歯周病で腸内環境が悪化!? お口と腸の関係

2017.01.25

歯周病菌が腸内環境のバランスを崩す!?

糖分を多く摂取したり、ブラッシングが悪かったりすると、たまる歯垢(プラーク)。歯垢1mgには10億個もの細菌が存在し、歯周病の原因になってしまいます。多くの方がかかる恐れのある歯周病ですが、単に口腔内だけに影響があるだけではありません。実は、口の中の健康状態が、腸内環境に影響を及ぼしていることがわかってきたのです。
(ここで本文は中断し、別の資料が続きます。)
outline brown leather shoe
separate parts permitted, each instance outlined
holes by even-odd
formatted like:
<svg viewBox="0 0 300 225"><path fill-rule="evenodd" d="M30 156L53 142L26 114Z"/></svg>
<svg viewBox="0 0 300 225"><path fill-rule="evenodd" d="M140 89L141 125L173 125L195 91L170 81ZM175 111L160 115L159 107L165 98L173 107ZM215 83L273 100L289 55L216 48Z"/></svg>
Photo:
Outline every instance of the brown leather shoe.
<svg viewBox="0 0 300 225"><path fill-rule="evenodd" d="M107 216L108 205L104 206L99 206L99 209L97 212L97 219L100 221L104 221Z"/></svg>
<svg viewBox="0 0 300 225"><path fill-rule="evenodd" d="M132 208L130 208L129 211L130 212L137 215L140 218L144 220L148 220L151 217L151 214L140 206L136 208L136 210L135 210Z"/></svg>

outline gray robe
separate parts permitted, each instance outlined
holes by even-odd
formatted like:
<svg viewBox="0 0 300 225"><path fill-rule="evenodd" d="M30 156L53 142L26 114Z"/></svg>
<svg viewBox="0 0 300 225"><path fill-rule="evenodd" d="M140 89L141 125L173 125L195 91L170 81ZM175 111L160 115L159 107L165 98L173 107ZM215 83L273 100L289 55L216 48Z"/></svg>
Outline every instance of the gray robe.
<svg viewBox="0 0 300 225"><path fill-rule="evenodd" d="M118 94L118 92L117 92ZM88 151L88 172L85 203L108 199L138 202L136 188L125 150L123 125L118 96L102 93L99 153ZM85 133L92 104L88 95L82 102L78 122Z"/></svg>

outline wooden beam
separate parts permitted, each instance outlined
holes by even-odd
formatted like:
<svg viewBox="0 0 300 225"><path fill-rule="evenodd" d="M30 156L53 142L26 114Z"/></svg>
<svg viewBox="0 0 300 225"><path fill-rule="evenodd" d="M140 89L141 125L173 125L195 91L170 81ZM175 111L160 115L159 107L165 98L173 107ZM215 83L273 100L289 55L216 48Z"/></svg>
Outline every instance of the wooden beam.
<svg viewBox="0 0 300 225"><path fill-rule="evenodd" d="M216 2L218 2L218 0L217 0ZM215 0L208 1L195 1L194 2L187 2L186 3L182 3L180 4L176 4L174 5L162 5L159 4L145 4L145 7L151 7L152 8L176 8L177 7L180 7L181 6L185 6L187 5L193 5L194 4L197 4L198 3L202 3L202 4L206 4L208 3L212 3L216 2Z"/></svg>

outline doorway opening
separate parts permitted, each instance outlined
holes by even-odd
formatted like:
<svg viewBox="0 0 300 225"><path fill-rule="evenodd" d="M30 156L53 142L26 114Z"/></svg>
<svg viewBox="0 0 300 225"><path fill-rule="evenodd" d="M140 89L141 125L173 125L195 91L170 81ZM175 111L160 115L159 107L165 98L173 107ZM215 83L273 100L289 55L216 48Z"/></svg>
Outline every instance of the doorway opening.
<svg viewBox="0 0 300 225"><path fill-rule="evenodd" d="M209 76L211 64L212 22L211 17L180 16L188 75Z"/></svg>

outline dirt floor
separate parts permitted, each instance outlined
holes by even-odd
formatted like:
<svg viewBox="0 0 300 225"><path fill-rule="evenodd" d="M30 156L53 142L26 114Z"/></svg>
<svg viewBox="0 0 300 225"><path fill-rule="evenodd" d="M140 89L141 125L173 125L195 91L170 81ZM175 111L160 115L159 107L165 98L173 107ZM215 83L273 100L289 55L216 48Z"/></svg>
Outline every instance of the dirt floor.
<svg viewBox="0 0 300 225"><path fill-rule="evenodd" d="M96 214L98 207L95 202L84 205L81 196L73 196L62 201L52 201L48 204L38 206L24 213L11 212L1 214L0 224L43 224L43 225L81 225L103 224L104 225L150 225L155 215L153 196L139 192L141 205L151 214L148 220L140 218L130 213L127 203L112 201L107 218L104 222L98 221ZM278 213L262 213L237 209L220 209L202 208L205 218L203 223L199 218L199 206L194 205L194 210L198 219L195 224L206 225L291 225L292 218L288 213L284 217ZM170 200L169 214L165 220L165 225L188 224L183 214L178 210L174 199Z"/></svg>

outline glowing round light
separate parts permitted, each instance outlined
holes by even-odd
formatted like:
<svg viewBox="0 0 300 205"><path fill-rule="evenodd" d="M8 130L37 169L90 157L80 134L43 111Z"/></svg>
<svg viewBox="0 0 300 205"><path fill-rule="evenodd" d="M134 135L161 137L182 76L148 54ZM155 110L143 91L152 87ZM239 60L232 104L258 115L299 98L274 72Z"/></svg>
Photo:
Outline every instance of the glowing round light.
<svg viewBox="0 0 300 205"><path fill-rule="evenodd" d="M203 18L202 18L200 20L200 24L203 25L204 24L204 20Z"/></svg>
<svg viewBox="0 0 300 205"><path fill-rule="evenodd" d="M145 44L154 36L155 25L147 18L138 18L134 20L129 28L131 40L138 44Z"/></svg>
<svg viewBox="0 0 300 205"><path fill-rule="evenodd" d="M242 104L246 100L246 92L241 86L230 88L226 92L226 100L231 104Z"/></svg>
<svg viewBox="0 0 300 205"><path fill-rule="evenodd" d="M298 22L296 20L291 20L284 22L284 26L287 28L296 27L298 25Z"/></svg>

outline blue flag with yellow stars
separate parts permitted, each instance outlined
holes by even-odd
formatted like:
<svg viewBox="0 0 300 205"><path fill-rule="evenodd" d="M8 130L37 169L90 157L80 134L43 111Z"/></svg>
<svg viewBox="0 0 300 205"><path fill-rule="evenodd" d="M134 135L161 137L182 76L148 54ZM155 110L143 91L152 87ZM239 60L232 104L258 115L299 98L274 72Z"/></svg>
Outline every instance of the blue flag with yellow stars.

腸内細菌の割合は、有用菌が2割、有害菌が1割、日和見菌が7割というバランスが理想形です。しかし、ストレス、老化、食生活の乱れ、抗生物質の服用などによって、腸内細菌のバランスが崩れると、有害菌が増加して、腸の調子が悪くなったり、糖尿病、高血圧、心臓病といった現代病に、かかりやすくなったりしてしまうのです。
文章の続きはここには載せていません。